SQL-in-Hadoop: Beyond the Benchmark

Abstract

In June, Actian gave the keys to the Hadoop kingdom to millions of business-savvy SQL users and analysts with the launch of its SQL-in-Hadoop* offering. With it, Hadoop data repositories are accessible to the entire enterprise, which means that companies investing in Hadoop can broaden the scope of data discovery, increase the accuracy of decisions, and speed time to value.

Oh, and it's fast. Really fast. Our benchmarks show that the Actian Analytics Platform–Hadoop SQL Edition is between 16 and 30 times faster than Cloudera's Impala (Fig. 1). Impressive, right?

FIG. 1.

Comparison between the Actian Analytics Platform–Hadoop SQL Edition and Cloudera's Impala.

What's really impressive is what users can accomplish if they can perform low-latency analytics on Hadoop data directly from within HDFS. In the financial services industry, faster means more dollars. In healthcare, faster means saved lives. For entrepreneurial companies, faster means more market share.

One of our customers in the clean energy space uses Actian's Hadoop SQL Edition to collect, integrate, and analyze data from the Internet of Things, Google Earth, local governments, NASA, drones, and other sources to pinpoint those who are ready for clean energy, and offer tailored solutions that make it completely affordable. They estimate that, by leveraging Hadoop analytics—something they never dreamed they'd be able to accomplish prior to Actian's SQL-in-Hadoop offering—they'll see a 60% increase in customers.

But let's get back to benchmarks. How exactly can Actian prove that it is faster than Impala? In early May, as we were readying our product for launch, we took a great deal of care in our benchmark testing to create an apples-to-apples comparison of what was then the most current performance data from Cloudera. The results were impressive. We ran the tests several times to make sure that we weren't seeing things. We felt a little like a Tour de France winner riding a bike with the training wheels still on. And this is only the beginning. We are extremely excited about the newest innovations coming out of our research and development lab, led by Peter Boncz, technical advisor to Actian and father of Vector Database Processing–technology advances that we anticipate will further extend our performance lead both in benchmark results and in real-world customer usage.

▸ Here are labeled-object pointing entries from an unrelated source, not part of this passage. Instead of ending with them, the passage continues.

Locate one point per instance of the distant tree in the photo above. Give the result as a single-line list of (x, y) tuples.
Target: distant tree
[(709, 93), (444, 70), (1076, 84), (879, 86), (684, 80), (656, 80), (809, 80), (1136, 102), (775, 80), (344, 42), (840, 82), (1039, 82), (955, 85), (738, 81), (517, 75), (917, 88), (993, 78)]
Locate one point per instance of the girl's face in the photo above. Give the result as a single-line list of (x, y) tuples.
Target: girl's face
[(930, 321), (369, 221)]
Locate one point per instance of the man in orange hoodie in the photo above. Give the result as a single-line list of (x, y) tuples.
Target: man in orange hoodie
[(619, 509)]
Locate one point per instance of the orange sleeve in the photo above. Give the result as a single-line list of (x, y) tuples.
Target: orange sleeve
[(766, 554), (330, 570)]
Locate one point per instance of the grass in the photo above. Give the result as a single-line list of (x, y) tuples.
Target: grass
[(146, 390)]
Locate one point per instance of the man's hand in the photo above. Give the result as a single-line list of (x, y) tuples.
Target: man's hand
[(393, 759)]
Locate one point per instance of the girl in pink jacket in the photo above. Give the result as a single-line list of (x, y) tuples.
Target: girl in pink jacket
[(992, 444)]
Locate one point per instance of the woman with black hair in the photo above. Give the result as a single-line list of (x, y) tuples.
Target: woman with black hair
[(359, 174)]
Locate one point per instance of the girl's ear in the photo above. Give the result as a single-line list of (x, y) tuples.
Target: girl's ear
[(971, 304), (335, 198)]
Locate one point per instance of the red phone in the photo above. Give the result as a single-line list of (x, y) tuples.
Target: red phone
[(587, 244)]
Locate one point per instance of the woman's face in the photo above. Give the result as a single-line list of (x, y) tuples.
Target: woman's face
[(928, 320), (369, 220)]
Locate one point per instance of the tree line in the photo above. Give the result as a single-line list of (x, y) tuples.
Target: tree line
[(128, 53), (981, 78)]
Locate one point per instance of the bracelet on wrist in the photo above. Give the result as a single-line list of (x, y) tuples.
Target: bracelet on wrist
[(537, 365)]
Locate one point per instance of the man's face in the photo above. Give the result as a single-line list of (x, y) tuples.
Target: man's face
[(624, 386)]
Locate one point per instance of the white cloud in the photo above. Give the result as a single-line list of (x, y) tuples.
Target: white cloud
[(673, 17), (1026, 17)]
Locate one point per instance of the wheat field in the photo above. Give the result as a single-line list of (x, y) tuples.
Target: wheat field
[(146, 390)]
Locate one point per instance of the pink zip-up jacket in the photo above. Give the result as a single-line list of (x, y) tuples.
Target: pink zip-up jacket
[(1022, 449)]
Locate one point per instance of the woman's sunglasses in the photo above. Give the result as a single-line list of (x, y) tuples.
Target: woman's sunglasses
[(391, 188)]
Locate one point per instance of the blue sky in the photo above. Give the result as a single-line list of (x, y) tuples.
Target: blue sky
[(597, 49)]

And for those that enjoy benchmark battles and banter, we'd like to point out a few of our observations of the Cloudera benchmark:

• Cloudera uses a 19-query subset of the normally 99-query TPC-DS benchmark. Where are the results of the other 80 queries?

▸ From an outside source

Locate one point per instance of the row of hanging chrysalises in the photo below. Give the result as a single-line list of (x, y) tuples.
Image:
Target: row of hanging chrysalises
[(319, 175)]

• Cloudera modified the queries by removing all rollup and window functions, which are not supported by Impala.

• It added extra SQL clauses that help Impala prune partitions.

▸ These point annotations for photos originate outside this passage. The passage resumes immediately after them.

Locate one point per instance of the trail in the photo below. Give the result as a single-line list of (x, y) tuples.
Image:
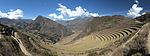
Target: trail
[(23, 49)]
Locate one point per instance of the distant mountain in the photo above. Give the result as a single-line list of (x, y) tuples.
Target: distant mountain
[(48, 29), (77, 24)]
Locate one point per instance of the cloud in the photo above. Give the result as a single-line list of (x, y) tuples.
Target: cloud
[(68, 14), (17, 14), (135, 10)]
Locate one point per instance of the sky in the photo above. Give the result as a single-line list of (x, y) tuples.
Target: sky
[(69, 9)]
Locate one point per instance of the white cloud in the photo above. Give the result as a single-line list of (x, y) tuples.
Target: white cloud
[(68, 14), (12, 14), (3, 15), (135, 10)]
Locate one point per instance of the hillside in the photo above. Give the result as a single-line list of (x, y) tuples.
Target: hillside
[(106, 24), (47, 29), (104, 36)]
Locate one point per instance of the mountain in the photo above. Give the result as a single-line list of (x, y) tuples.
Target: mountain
[(15, 43), (47, 29), (144, 18), (100, 36)]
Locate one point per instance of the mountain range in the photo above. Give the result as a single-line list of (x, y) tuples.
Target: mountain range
[(90, 36)]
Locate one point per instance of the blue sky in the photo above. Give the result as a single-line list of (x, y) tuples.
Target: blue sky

• Impala runs just one core per node for query processing and runs each query single threaded.

You can read further details and a more technical breakdown of the benchmark by visiting Peter's blog.

At the end of the day, do benchmarks performed in a technology company's own environment, with their data and their parameters, mean anything to the people who are making purchasing decisions? Yes, they provide a point of comparison, but benchmarks shouldn't be the only point of consideration. What else should organizations consider when they're looking for a SQL-in-Hadoop platform?

• How well does it integrate with Hadoop? Is integration achieved through a connector? Does it move data between databases when querying?

• Where does it store the data? Inside or outside of HDFS?

• Is it ACID compliant?

• How is failover managed?

• Is it secure? How is access controlled?

• How is the workload managed?

• Does it support trickle updates?

• Are queries run single threaded or multithreaded?

• Does it work well with your current environment, or is it necessary to purchase additional hardware?

“SO, WHILE BENCHMARKS ARE USUALLY WORTH AS MUCH AS THE PAPER THEY'RE PRINTED ON, ACTIAN DOES OUTPERFORM IMPALA ON ITS OWN BENCHMARK.”

So, while benchmarks are usually worth as much as the paper they're printed on, Actian does outperform Impala on its own benchmark. The industry is littered with vendor claims but one thing is for certain: architectural differences are hard to beat, and Actian's columnar, native support of YARN, and strong partnership with Hortonworks give us a sustainable advantage. Hadoop is one of the most disruptive technologies. With Actian's Hadoop SQL Edition, and through our strong partnership with Hortonworks, we aim to move even more Hadoop projects from the sandbox to the enterprise (Fig. 2).

FIG. 2.

Flowchart of improved visual data and analytics workflow.

“THE RESULT: USERS CAN EASILY DESIGN POWERFUL BIG DATA PIPELINES THAT STORE, QUERY, AND ANALYZE DATA, WITHOUT HAVING TO WRITE ONE LINE OF MAPREDUCE CODE.”

Let's talk architecture. Here are some of our findings when looking under Impala's hood:

• Data format: Impala uses Parquet, a format that leverages Snappy compression, which is slow by Actian Vector standards. Parquet is columnar, but uses simple compression techniques. It also performs poorly at pushing down selections. Columns and column groups in Parquet have to be read fully, which makes it difficult to skip pages.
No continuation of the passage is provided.